Secondo Jaeger, sono ipotizzabili anche sanzioni finanziarie che potrebbero escludere "aziende e banche europee dal sistema finanziario americano". "Tuttavia, ciò è meno probabile rispetto a nuove minacce tariffarie o a misure discriminatorie contro le aziende europee che operano anche negli Stati Uniti".
Come può reagire l'Europa
Per ora, i dazi legati alle operazioni in Groenlandia sembrano essere stati scongiurati, ma potrebbero arrivare altre minacce di questo tipo.
In caso di ulteriori pressioni da parte degli Usa, l'Europa deve dare un segnale di forza. La Germania e l'Europa dovrebbero opporsi "risolutamente", chiede Jaeger. L'Europa è in grado di "imporre costi severi" a Washington. In passato, è stato dimostrato più volte che l'amministrazione Trump "è pronta a ritirare le minacce e le misure 'ostili' se i costi per gli Usa minacciano di diventare troppo alti".
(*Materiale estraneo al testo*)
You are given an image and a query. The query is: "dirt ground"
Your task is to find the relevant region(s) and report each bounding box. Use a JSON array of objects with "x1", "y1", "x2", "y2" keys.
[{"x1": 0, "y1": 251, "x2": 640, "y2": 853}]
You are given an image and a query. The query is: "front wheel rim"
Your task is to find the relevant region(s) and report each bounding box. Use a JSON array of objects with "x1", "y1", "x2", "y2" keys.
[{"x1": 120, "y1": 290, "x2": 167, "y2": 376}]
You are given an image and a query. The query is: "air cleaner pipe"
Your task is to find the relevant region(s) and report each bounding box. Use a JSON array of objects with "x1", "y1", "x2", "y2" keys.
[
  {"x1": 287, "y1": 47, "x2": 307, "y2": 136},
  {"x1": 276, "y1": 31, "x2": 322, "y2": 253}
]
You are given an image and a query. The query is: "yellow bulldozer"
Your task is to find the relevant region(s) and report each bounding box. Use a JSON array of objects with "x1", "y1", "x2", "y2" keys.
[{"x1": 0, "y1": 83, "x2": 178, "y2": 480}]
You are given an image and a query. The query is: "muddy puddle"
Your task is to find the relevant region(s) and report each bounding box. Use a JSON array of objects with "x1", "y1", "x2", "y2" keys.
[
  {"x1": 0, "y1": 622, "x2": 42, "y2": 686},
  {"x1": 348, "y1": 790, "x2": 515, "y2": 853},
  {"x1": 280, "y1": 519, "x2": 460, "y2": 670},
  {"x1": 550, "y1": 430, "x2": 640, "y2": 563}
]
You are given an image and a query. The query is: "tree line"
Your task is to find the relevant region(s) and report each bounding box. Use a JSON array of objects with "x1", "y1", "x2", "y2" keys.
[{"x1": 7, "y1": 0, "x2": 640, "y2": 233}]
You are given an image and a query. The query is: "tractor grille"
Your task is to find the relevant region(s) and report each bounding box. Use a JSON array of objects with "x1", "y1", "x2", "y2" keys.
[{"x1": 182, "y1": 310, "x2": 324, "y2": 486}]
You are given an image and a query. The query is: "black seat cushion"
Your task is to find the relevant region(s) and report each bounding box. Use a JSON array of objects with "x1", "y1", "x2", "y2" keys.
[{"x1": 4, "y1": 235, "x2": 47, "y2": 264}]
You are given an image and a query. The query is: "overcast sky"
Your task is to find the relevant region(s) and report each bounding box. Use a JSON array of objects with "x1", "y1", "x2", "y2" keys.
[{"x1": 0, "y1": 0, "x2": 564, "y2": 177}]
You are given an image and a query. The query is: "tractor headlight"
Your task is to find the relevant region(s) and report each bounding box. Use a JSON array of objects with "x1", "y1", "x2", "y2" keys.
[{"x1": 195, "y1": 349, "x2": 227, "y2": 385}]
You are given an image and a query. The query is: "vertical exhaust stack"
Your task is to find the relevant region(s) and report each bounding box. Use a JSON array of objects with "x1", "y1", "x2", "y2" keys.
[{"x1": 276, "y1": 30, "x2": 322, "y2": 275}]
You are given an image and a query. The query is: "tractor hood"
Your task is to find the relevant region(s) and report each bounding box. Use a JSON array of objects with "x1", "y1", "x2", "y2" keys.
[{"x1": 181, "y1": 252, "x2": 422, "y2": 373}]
Secondo l'economista, se si dovesse arrivare al dunque, l'Ue potrebbe fare pressione con il suo nuovo strumento anti-coercizione, che consente all'Ue di adottare "politiche commerciali e di investimento di ampia portata" e "misure di ritorsione normativa". Allo stesso tempo, è necessario dimostrare la disponibilità al compromesso.
In futuro, potrebbe verificarsi una "rottura irrevocabile delle relazioni transatlantiche, sia in termini di politica di sicurezza che di relazioni di politica economica", afferma Jaeger. La credibilità degli Usa ha sofferto dopo il secondo mandato di Trump.
Le elezioni presidenziali del 2028 sono particolarmente critiche, afferma Jaeger. "Se un candidato America First come il vicepresidente J.D. Vance vince le elezioni, il ritiro di Washington dalla politica internazionale potrebbe accelerare".